When you say that in 50 years may not be enough fossil fuels than they tell you the truth, but a lie from the point of view of nuclear power, because it is not that uranium, on which this technology is still based, is exhausted after gas or, even worse, after coal. For more what I mean is that nuclear produces only electricity, so it's not that we get rid of uranium from oil: a large part of oil products is used in transport, uranium produces electricity and is the same thing that makes solar, or photovoltaic that can produce biomass and wind energy.

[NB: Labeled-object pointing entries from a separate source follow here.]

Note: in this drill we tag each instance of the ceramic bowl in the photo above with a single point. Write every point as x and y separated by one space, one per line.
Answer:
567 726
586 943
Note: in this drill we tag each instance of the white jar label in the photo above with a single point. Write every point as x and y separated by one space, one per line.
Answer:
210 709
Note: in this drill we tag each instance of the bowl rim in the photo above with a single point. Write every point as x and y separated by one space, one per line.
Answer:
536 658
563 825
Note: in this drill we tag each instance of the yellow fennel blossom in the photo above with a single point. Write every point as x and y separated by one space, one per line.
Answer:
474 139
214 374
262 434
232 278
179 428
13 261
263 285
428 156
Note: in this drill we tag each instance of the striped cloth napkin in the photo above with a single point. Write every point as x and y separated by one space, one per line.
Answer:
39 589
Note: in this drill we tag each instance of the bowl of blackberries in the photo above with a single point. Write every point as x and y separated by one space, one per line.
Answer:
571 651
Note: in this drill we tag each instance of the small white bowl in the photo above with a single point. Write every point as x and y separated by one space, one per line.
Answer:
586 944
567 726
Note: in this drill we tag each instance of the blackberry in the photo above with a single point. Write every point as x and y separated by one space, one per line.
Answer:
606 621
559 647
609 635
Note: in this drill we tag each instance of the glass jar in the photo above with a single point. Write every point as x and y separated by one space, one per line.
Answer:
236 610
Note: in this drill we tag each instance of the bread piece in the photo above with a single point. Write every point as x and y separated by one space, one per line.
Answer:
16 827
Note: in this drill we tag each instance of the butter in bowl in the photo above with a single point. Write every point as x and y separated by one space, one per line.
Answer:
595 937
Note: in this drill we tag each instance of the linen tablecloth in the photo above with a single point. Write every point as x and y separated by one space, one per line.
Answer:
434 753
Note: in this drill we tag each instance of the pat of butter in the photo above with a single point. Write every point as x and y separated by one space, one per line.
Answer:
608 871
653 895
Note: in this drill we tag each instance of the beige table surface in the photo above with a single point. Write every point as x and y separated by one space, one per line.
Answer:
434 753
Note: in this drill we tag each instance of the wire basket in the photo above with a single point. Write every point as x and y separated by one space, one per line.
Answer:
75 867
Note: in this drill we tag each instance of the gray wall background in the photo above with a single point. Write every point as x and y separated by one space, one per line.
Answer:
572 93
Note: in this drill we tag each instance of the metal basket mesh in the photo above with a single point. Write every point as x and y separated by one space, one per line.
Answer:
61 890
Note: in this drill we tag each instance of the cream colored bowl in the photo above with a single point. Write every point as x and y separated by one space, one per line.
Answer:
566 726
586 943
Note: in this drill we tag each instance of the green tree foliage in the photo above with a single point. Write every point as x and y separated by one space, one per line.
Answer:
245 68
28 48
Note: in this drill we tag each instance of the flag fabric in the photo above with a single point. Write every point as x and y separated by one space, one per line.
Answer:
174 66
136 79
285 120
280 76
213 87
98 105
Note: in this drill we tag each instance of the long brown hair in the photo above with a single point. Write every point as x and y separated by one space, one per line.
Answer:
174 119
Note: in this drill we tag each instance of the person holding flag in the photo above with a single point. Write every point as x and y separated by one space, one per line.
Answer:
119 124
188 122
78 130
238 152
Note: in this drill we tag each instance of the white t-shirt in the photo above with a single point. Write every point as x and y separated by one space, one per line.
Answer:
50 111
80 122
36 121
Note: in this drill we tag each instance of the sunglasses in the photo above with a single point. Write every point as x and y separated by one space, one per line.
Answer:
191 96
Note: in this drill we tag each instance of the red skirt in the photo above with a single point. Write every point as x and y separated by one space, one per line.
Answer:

Today the country has to choose and we see that on the one hand the government is destroying the market for renewable energy in Italy and the other began to speak of nonsense: nonsense like that, for example, to reassure the public about what is happening in Japan.
All the while the French and the Americans, who know the nuclear much better than we have told their citizens to leave. E 'yesterday's news that the U.S. Seventh Fleet which was offshore, 160 km off after the accident at sea, are turning away because they're reporting radioactivity in the air. We have this government that has exceeded the limits of idiocy, starting from the Chairman of the Nuclear Safety, Professor Veronesi, that nonsense has fired more than one: one, that we attacked more macroscopic, is to say that he could sleep with nuclear waste at home, if this happened in Italy if the Italians would follow his example, having to sleep on the night of the nuclear waste would take a collective dose that would result in a year, an increase of 250,000 cases of cancer .
We are in the hands of a government that makes jokes, we know that the prime minister is known to be a big joke in the nuclear field would be better not to make jokes e non dire idiozie come dice il professor Rigotti, sempre dell'Agenzia Nucleare del Politecnico di Milano, che dice delle idiozie cercando di dire che non è successo niente, senza avere nessuna contezza di quello che capita. Credo che dobbiamo tutti pensare che ci sarà un referendum sul nucleare, non è facile portare la gente a votare, perché sappiamo che il referendum è uno strumento visto in maniera un po' scettica. Ritengo però che quest'occasione del referendum sia importante. Proprio per il referendum stiamo raccogliendo le firme per accorpare la data con quella delle amministrative di maggio.